07-09-2021 16:54
Vamos para essa casa iluminada sem candeia
O fascínio pela condição humana motivou-me a cursar Psicologia. São dignas de estudo as demonstrações de versatilidade em situações inéditas, de resiliência em situações limite, de adaptação em situações irremediáveis; os mecanismos de defesa perante a dor, a indiferença, o remorso ou a culpa; o grau de perversidade que a imaginação alcança; as relações onde nos revelamos; sobretudo, os esforços quotidianos por dar sentido à grandeza que nos cerca sem razão aparente. Com a pandemia ainda viva mas mostrando sinais de trégua, permito-me reflectir sobre esta tendência, que a História assinala periodicamente, para, seja qual for o abalo, querer recomeçar.
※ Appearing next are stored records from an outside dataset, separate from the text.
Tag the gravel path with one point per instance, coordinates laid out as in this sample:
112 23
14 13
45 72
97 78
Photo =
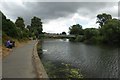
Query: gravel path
19 63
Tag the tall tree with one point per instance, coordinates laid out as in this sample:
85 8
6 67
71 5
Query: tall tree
20 23
36 26
103 18
111 31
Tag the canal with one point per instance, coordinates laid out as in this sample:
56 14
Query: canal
92 61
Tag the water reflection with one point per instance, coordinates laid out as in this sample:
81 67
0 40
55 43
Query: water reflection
93 61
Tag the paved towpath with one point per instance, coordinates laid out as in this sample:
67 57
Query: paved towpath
19 63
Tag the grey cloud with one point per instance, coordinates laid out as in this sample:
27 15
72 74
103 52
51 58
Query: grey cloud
53 10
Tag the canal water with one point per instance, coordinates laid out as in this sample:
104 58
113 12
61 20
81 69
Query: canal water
92 61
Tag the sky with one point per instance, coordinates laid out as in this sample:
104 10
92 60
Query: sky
59 16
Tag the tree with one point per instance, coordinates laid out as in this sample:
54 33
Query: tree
76 30
9 28
64 33
20 23
36 26
111 32
103 18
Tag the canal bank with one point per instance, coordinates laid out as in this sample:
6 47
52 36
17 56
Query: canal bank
23 62
41 73
93 61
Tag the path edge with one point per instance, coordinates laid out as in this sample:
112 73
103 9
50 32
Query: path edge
41 73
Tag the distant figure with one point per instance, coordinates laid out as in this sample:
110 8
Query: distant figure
9 44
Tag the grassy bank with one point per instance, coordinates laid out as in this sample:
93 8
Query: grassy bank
18 43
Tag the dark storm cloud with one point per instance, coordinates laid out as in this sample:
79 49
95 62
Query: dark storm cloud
53 10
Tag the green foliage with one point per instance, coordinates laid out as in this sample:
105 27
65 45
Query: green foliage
111 31
103 18
64 33
108 33
15 30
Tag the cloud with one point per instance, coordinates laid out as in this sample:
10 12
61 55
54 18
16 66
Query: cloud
59 16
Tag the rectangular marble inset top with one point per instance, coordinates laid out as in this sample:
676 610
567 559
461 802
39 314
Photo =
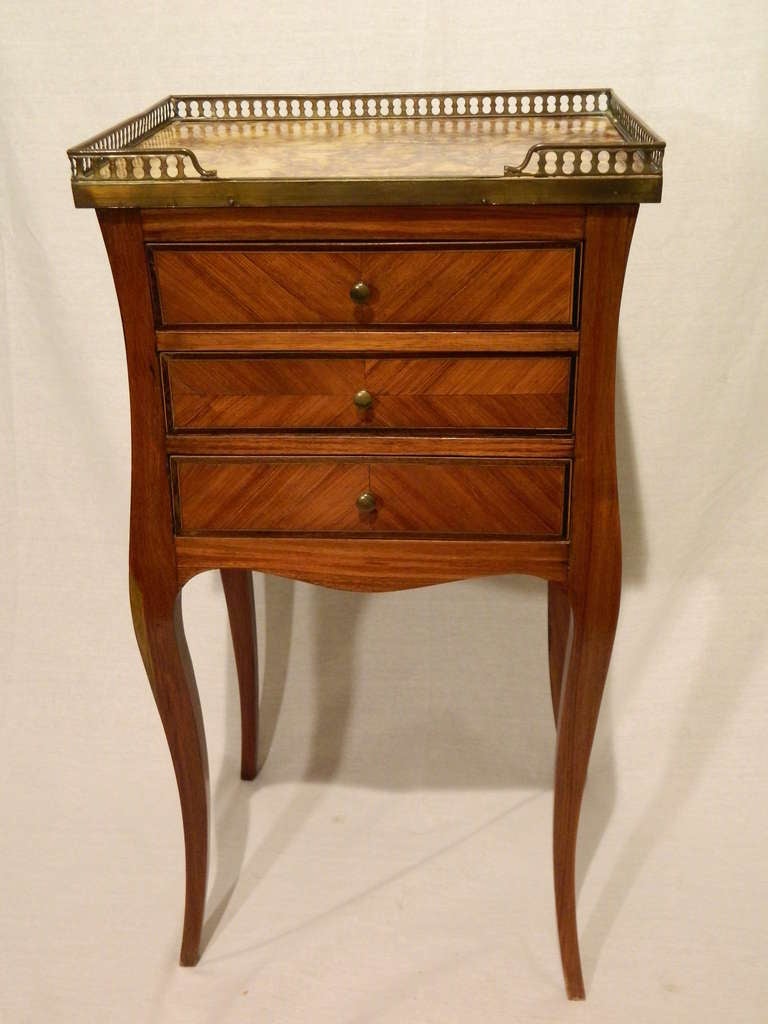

O labor de milénios, com seus avanços e regressões, permitiu-nos forjar um mundo de artifício, ainda que absolutamente essencial. Quando falamos de direitos humanos, de leis, de contratos, de educação, de política, de ciência, de economia, de indústria, ou melhor, quando falamos, porque a linguagem também é um artifício, referimo-nos a um universo que se origina e esgota na espécie humana, mesmo que as excedências dessas actividades comprometam a restante natureza. A par com os avanços tecnológicos, que na contemporaneidade atingem níveis de complexidade que nenhum deus grego, nos seus sonhos mais atrevidos, conceberia, tal redoma disfarça, cada vez melhor, a marca da nossa mortalidade: a medicina dobrou-nos a esperança média de vida, os computadores aboliram a ditadura da geografia, as redes sociais deram palco e audiência a qualquer apelo. Tal redoma apresenta-nos o mundo controlável, previsível, dominado: repare-se na proliferação das áreas científicas e o seu consequente sucesso. Ensimesmados nas nossas conquistas, confundimos a redoma com a realidade.
Todavia, de repente, o mundo é outra coisa. Altera as nossas agendas, estraga-nos os planos, permite a livre circulação dum vírus fatal. Afinal, as coisas escapam à nossa vontade. Este choque ao constatar a nossa pequenez perante um planeta prenhe de formas que nos desafiam compromete as narrativas que vínhamos erigindo, lentamente qual estalagmite, de que somos especiais, temos um propósito, cumprimos uma missão. O que se nos apresenta é a indiferença e o caos. Então, surge o medo visceral, o que está imprimido nos genes e que nasceu há milhões de anos. Então, a revolta, o pânico, o desespero, para alguns a desistência. Porque a ilusão que nos sustém caiu, o véu levantou-se e somos recordados que habitamos a incerteza, rodeados de conflitos, catástrofes naturais e pandemias. O rei vai nu. De facto, como o corroboram vários estudos, um crescimento generalizado de doenças mentais, mormente a depressão, uma pandemia menos silenciosa, igualmente nociva, verificou-se. À parte outros factores de igual ou superior importância (estatuto socioeconómico, antecedentes, luto, emprego, violências, etc), é possível que o carácter imprevisível do quotidiano tenha para isso contribuído.
Mas a empreitada do ser humano é a de cobrir a fragilidade e esconder a mortalidade. É demasiado doloroso encarar o paradoxo – e a ironia – de sermos capazes de pensar a eternidade e o infinito presos num corpo biológico com prazo. Por isso, uma e outra e outra vez, recomeçamos. E estou curioso quanto ao recomeço. Agora que vamos limpando as cinzas da queimada para nova sementeira, quero muito saber o que nos espera. Porque, ciclicamente, a Natureza relembra-nos que o saquinho de superioridade onde nos enfiámos gasta-se e rompe-se. Caem impérios, catedrais, muros, Golias e o Titanic. Contudo, levantam-se outras coisas. Eis a mais fascinante, ambígua, agridoce característica humana: a insolente teimosia. Para o bem e para o mal, de novo nos organizaremos, de novo criaremos ferramentas e, de novo, partiremos em direcção ao futuro. Em que moldes? Não sei. Por isso, diria Lídia Jorge, que noite prodigiosa é o futuro!